Tante le cose che mi sono andate di traverso, a cominciare dal libero accesso ai dipinti: né un vetro alle cornici, né una transenna a limitare la vicinanza dei visitatori [non è pericoloso per l’incolumità di tutti quegli originali?]; le sale, causa enorme affluenza di gente (che gli organizzatori se lo potevano aspettare) e pareti ad angolo che spuntavano dal nulla e messe lì in modo poco ordinato, in alcuni punti erano davvero strette e si finiva a stare a mezzo metro dalla tela; le targhette dei quadri erano scritte a passo 2 e illuminate con lampadine da 1 volt; inoltre, capisco il voler approfondire le tematiche e i pittori a cui la Lempicka si è ispirata per le sue opere, ma dedicare un’intera sala ai vari di cui sopra, credo abbia tolto un po’ di… fervore emotivo alla mostra, che dal suo scoppiettante inizio è andata poi scemando in una serie di ultimi quadri di ispirazione cattolico-moraleggiante e nature – davvero – morte di una Tamara ormai fiacca e segnata dalla depressione.
All’inizio invece si può ammirare la Lempicka famosa per la sua attenzione ai particolari ritenuti trascurabili, quella degli anni Venti-Trenta, dove ogni elemento presente nella composizione serve a dare il giusto equilibrio all’intera opera: un ricciolo metallico, le labbra rosse, le unghie smaltate, i gioielli – quasi ogni soggetto ha al dito almeno un anello, le pieghe del vestito attaccato al corpo come una seconda pelle, scorci di paesaggi spettrali alle spalle degli uomini e delle donne ritratti che rimandano a una metropoli desolata in cui svettano mastodontici palazzi alla “Metropolis” di Fritz Lang e cieli plumbei, ma che visti nella loro totalità non sono nulla in confronto al corpo del o della protagonista che occupa quasi tutto lo spazio disponibile della tela talvolta a grandezza naturale, i nudi tanto voluttuosi e carnali nonostante tracciati con linee vicine al tubismo di Léger; elementi che nell’insieme compongono un’artista che ha saputo creare un suo stile ben riconoscibile e capace di segnare un’epoca non solo in modo artistico ma anche come modello di vita, riuscendo a conquistare l’intera Europa con la sua classe e la sua eccentricità.
Ma come detto in precedenza l’ultima parte della mostra, dedicata ai dipinti tra gli anni ’40-’50, non offre molto coinvolgimento visivo, forse anche per l’impressione di vedere dei quadri fatti in serie e senza verve.
Mancano anche i nudi più famosi come “Adamo ed Eva” o “Gruppo di quattro nudi”, e il bellissimo “Autoportrait” dove la stessa Lempicka in verde sfreccia sulla sua auto dello stesso colore (quest’ultimo perché purtroppo non concesso dai proprietari alla mostra).
Piccole mancanze e dettagli trascurati che fanno però la differenza…
Tuttavia non mancano filmati d’epoca, fotografie, disegni a matita, lettere autografe e oggetti personali originali che ampliano la visione dell’artista e che fanno tutt’uno con i dipinti esposti, mostrandola in tutto il suo fascino non ancora scemato.
Della parte dedicata ai pittori e artisti contemporanei a Tamara, mi ha solo sorpreso positivamente il trovare il dipinto “Donna alla finestra” di Antonio Donghi, ingiustamente sottovalutato dalla massa, le cui opere si possono però ritrovare nel film “L’amore ritrovato” di Mazzacurati sottoforma di tableau-vivant, e una lunga serie di fotografie di Jacques-Henri Lartigue come testimonianza storica e di costume del periodo più prolifico della Lempicka, appunto gli anni Venti e Trenta.

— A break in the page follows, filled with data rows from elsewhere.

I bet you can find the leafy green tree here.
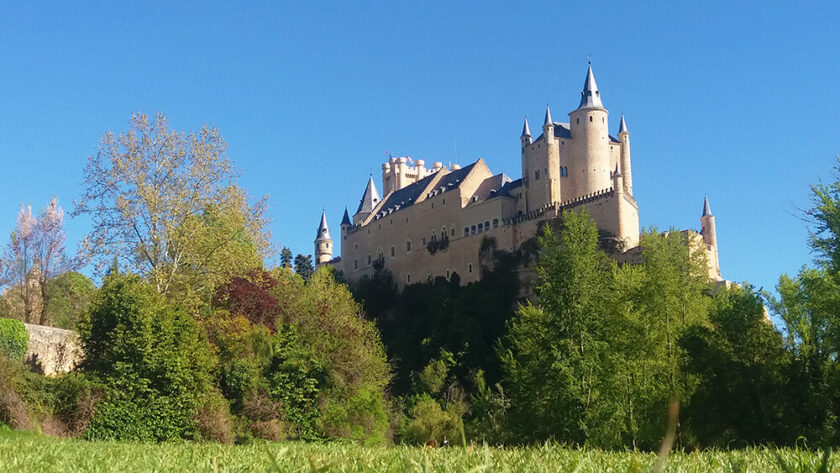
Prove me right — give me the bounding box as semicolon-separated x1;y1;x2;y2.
273;268;390;443
680;286;801;448
612;228;710;449
501;209;615;443
280;246;292;268
0;318;29;361
295;254;315;281
46;271;96;330
81;275;214;440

Curiosità: i biglietti d’ingresso sono consegnati (a caso, o forse in base al giorno della visita) in più esemplari, a me è capitato quello che vedete sopra il titolo col particolare di “Jeune fille en vert”.

(mostra visitata il 13/01/2007)

[All’uscita dalla mostra…] clicca!

“Buzzati racconta – storie disegnate e dipinte”
Rotonda di via Besana, Milano
prorogata fino all’11 febbraio 2007

“Il fatto è questo: io mi trovo vittima di un crudele equivoco. Sono un pittore il quale, per hobby, durante un periodo prolungato, ha fatto anche lo scrittore e il giornalista. Il mondo invece crede che sia viceversa e le mie pittore quindi non le “può” prendere sul serio. La pittura per me non è un hobby, ma il mestiere; hobby per me è scrivere. Ma dipingere e scrivere per me sono in fondo la stessa cosa. Che dipinga o che scriva, io perseguo il medesimo scopo, che è quello di raccontare delle storie. (Dino Buzzati, 1967)”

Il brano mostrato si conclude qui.